Leaders from food, farming, student activism, religion, business, democratic reform and academia have written to British supermarkets asking them to refuse to stock foods produced from unregulated and unlabelled gene-edited crops and animals.
The 50 signatories to the joint letter, among them the Soil Association, Landworkers’ Alliance, Students for Sustainability, Green Christian and Professor Emeritus of Food Policy at City University, Tim Lang, represent a broad range of interests and specialities. They also represent the concerns of millions of supporters and members throughout the UK. Recent surveys show that the majority of UK citizens remain unconvinced about the benefits of genetically engineered foods and are opposed to their introduction.
Since unlabelled GMOs are unlawful in the EU, deregulation also compounds the post-Brexit headaches retailers are experiencing with dual regulations in their Northern Ireland stores. UK supermarkets, therefore, have further good reasons to take a stand.
The letter, organised by Beyond GM and Slow Food in the UK, comes in the midst of a 10-week public consultation on government plans to remove regulatory controls, including consumer labelling, from plants and animals created using a new and experimental genetic engineering technology called ‘gene editing’.
The government claims that gene-edited plants and animals will increase yields, reduce pesticide use and help fight climate change, but campaigners claim that more than 20 years’ experience of genetically engineered crops has shown the technology has failed to address any of these issues and in some cases, such as pesticide use, it has made things worse.
Currently the UK is bound by the same robust regulations on genetically engineered crops and foods as the EU. This regulation was strengthened by the European Court of Justice in 2018. After a two-year-long review, the Court ruled that both scientifically and legally, gene editing is the same as genetic engineering and that gene-edited crops and animals are genetically modified organisms (GMOs) and should be regulated as such. It also notes that the risks of gene-editing were likely to be the same as older style genetic engineering technologies.

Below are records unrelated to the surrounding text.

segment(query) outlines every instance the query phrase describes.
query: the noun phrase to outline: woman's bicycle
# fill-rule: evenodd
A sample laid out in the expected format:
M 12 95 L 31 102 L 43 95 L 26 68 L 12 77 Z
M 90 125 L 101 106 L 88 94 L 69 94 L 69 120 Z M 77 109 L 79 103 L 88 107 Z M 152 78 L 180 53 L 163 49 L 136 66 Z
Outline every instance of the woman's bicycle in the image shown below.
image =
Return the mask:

The UK government is seeking to overturn this decision, to alter the definition of GMOs to exclude the plants and animals created using gene editing and to remove regulations that would require essential safety checks, monitoring and labelling.
The letter asks supermarkets to “to listen to your customers, to be respectful of nature and science, to be mindful of the future and to demonstrate leadership by joining us in opposing the deregulation of genome edited crops and livestock in England and the rest of the UK.”

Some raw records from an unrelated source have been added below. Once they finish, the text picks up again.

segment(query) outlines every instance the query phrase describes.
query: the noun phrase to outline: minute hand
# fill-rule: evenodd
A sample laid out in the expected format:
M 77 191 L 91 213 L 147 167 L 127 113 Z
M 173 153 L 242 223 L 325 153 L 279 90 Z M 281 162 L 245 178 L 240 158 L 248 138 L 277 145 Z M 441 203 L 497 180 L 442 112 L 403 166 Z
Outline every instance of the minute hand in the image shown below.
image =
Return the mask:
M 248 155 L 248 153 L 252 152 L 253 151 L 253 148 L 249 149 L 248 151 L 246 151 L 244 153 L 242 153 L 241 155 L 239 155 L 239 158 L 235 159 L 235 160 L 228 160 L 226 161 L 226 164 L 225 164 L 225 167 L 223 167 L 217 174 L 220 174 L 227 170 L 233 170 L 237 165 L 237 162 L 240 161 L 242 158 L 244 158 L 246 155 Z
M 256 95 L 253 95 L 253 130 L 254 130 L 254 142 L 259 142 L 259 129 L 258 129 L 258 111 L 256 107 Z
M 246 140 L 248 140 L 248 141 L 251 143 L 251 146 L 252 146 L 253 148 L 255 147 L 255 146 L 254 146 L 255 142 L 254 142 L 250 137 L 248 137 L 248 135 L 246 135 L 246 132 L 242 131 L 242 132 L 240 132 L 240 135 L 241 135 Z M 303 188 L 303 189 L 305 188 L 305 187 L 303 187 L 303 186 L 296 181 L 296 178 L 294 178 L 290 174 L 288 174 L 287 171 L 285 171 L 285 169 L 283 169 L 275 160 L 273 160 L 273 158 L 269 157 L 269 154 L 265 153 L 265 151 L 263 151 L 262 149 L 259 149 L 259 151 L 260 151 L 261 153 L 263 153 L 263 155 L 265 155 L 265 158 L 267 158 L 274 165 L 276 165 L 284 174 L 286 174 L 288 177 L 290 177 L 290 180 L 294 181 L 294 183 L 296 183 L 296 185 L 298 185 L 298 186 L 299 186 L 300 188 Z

Pat Thomas, Director of Beyond GM, an organisation dedicated to raising the level of the debate on agricultural GMOs comments: “The spectre of genetically engineered crops and animals raises inevitable concerns. Not just for human health and the environment but around ethics, societal values, consumer choice, the practicalities of business in post-Brexit Britain and transparency throughout the food chain. In its haste to deregulate, government is ignoring these complexities. Now more than ever it’s important that influential businesses such as supermarkets demonstrate foresight, leadership and loyalty to their customers by supporting robust regulation.”

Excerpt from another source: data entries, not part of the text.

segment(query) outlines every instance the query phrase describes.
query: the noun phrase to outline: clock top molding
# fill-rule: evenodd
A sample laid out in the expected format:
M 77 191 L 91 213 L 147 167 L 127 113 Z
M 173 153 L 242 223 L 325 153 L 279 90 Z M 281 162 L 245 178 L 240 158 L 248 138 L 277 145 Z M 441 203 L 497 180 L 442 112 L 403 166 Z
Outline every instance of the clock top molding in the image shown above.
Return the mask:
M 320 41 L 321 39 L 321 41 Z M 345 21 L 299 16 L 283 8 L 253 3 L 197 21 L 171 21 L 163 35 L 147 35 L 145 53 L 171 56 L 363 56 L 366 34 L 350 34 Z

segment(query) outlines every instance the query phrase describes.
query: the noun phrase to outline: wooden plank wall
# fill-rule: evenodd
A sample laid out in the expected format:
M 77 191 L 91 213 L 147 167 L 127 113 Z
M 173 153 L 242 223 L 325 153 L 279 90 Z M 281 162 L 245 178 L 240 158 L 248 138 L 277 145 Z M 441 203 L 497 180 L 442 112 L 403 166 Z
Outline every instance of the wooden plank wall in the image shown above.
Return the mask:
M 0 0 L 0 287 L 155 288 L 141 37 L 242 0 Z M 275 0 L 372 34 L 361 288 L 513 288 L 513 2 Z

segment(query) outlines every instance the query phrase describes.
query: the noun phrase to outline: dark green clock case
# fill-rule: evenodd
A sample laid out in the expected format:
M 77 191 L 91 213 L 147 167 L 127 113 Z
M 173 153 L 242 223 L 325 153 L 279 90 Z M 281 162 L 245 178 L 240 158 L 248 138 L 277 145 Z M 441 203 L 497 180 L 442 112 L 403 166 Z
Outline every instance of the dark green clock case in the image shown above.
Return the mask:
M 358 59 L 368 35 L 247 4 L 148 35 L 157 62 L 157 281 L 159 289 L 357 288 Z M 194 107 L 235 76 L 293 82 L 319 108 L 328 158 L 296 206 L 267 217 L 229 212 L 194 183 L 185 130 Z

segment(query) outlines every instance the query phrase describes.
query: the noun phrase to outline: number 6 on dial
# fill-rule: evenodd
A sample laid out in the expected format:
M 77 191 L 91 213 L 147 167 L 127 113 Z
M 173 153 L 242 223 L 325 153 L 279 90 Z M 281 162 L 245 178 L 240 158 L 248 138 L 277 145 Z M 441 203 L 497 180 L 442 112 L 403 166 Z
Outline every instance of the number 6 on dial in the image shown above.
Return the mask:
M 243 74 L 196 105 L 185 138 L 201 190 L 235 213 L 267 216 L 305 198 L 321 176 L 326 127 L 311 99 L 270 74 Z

Shane Holland, Executive Chairman of Slow Food in the UK, an organisation dedicated to promoting more sustainable and community-orientated approaches to the food supply chain states: “The majority of consumers are clear that they don’t want genetically engineered plants and animals on the supermarket shelves. We are asking stores to respect those wishes and instead concentrate on high quality, high welfare food for which our nation can be proud.”